Vietnam urgently needs a stronger protection system for women and children, and a zero-tolerance attitude toward violence, a United Nations Children's Fund (UNICEF) representative said in a statement regarding the fatal beating of an eight-year-old girl in Ho Chi Minh City at the hands of her father’s fiancée.
“UNICEF today expressed its deep sadness and concern over the recent violent death of a young girl at the hands of someone who she should have been able to trust, to protect her [sic],” UNICEF representative to Vietnam Rana Flowers said in the statement released on Wednesday.
Flowers was referring to the death of N.T.V.A., an eight-year-old girl who was beaten by her father’s fiancée on December 22 and died from her injuries the following day.
“The rising accounts of abuse of children, even greater during COVID-19 lockdowns, signal an urgent need for a strengthened approach,” she said.
In response to the heartbreaking death, Flowers emphasized that “a strengthened protection system for women and children is urgently needed in Vietnam.”
Such a system, the statement read, should not be comprised of volunteers or untrained welfare officers, but instead should consist of qualified professional social workers who can identify, intervene, and respond to the needs of children and women in order to ensure their safety.
This system should also include training for law enforcement and legal officials, such as judges, and should be centered on a zero-tolerance attitude toward violence.
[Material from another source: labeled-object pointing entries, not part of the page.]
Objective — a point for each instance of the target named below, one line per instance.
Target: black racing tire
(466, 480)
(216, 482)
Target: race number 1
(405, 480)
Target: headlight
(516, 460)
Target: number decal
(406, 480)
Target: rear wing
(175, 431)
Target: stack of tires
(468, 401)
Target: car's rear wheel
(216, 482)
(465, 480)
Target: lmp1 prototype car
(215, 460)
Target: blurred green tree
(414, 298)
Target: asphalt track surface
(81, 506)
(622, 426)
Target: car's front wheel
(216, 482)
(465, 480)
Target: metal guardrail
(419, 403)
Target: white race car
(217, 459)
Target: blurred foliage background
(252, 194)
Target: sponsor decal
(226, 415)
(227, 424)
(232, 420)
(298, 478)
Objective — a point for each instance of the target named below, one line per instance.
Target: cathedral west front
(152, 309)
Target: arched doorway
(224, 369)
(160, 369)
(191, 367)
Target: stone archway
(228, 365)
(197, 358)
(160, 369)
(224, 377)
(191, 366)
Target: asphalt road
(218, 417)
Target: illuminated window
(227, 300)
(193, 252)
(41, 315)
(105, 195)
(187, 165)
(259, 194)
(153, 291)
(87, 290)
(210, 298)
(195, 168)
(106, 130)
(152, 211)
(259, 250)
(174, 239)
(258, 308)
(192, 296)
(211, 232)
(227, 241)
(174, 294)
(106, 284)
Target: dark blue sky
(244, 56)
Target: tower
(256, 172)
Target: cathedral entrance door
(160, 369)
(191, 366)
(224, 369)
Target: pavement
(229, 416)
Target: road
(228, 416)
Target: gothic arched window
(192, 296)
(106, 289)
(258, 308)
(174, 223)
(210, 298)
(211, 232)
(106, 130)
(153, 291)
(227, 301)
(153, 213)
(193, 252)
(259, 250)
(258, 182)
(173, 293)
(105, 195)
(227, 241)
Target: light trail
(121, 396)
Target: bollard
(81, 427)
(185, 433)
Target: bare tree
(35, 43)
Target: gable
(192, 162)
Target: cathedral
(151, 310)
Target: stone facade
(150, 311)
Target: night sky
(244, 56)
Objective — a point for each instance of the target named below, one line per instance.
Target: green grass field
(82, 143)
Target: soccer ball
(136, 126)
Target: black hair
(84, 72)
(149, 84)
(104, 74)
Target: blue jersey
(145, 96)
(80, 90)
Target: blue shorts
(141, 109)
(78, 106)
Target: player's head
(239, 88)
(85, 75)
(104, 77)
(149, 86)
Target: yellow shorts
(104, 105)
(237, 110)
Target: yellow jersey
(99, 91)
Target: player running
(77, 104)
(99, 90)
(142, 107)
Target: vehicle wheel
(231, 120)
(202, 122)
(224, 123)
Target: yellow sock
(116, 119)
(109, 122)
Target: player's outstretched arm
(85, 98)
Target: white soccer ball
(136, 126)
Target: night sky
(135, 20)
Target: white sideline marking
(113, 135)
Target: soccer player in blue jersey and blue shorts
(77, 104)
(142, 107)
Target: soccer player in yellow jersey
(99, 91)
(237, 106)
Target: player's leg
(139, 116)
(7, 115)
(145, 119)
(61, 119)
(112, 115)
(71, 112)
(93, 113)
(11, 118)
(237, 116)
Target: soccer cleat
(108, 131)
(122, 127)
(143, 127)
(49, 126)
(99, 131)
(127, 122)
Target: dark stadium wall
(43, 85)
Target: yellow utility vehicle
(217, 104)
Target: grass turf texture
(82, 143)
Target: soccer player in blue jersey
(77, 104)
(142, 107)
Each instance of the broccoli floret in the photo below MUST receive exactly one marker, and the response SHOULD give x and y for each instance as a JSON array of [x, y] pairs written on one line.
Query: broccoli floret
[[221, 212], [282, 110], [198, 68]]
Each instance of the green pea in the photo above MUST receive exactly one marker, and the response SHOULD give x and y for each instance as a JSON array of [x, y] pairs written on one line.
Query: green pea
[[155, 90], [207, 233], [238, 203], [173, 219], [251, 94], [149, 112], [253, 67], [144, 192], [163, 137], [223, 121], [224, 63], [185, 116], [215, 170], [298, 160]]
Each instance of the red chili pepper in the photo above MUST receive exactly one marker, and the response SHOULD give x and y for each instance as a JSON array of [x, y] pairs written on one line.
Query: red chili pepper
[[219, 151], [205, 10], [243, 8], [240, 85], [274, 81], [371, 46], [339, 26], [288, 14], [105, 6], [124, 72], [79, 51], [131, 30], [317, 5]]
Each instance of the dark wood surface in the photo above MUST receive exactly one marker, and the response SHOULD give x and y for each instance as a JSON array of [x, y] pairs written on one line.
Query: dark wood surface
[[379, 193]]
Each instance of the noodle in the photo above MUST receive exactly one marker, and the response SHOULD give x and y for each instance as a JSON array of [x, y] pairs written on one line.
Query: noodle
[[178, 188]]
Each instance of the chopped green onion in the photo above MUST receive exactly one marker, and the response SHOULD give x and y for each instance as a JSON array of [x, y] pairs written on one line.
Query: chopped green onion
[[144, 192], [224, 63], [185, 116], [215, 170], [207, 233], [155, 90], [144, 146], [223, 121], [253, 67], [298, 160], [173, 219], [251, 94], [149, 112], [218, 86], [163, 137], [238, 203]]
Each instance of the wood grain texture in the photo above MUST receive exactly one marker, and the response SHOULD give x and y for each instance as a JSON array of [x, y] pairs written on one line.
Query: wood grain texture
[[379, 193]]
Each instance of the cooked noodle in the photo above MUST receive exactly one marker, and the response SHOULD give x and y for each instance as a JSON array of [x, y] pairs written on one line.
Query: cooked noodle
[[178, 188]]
‘Zero-tolerance’ means neighbors or anyone else who witnesses or hears violence immediately notifies authorities, rather than brushes it off, waits for it to progress, or ignores it completely, according to the UNICEF statement
It also means that police should be held accountable for taking action against such violence and that health workers and teachers who recognize signs of violence immediately inform authorities.
In addition, community-based solutions, including relocating perpetrators, must be taken so that children and women can continue to live safely at home, UNICEF said.
Nguyen Vo Quynh Trang, the 26-year-old woman responsible for A.’s death, was arrested on December 23, one day after brutally beating the child in an apartment building in Binh Thanh District, Ho Chi Minh City, where she had lived with the child and her father, NK.T.T., 36, since mid-2020.
Police detained Trang following a hospital report on the unusual death of the little girl, who had been taken to the hospital in a coma, accompanied by a cardiac arrest and apnea.
Doctors who examined A.’s body found it covered in wounds and police on the scene were able to determine that Trang had hit A. to death.
Police also questioned T.’s neighbors, who said they had heard A.’s screams while she was being beaten on the afternoon of December 22.
They added it was not the first time.
Functional forces collected evidence from T.’s apartment, amongst which was a long list of daily chores the father and his fiancée had assigned to the girl.
Trang will be temporarily detained for two months during the ongoing investigation into her initial charge of “torturing others,” as prescribed by the Vietnamese Penal Code, police said.
Public opinion commented that such a charge is much lighter than the crime the woman had committed.
Flowers called on the public to do more to protect those made vulnerable and to raise the awareness among women and children that violence is not acceptable in any form.
“Reaching out for help to make it stop is essential,” the UNICEF representative said.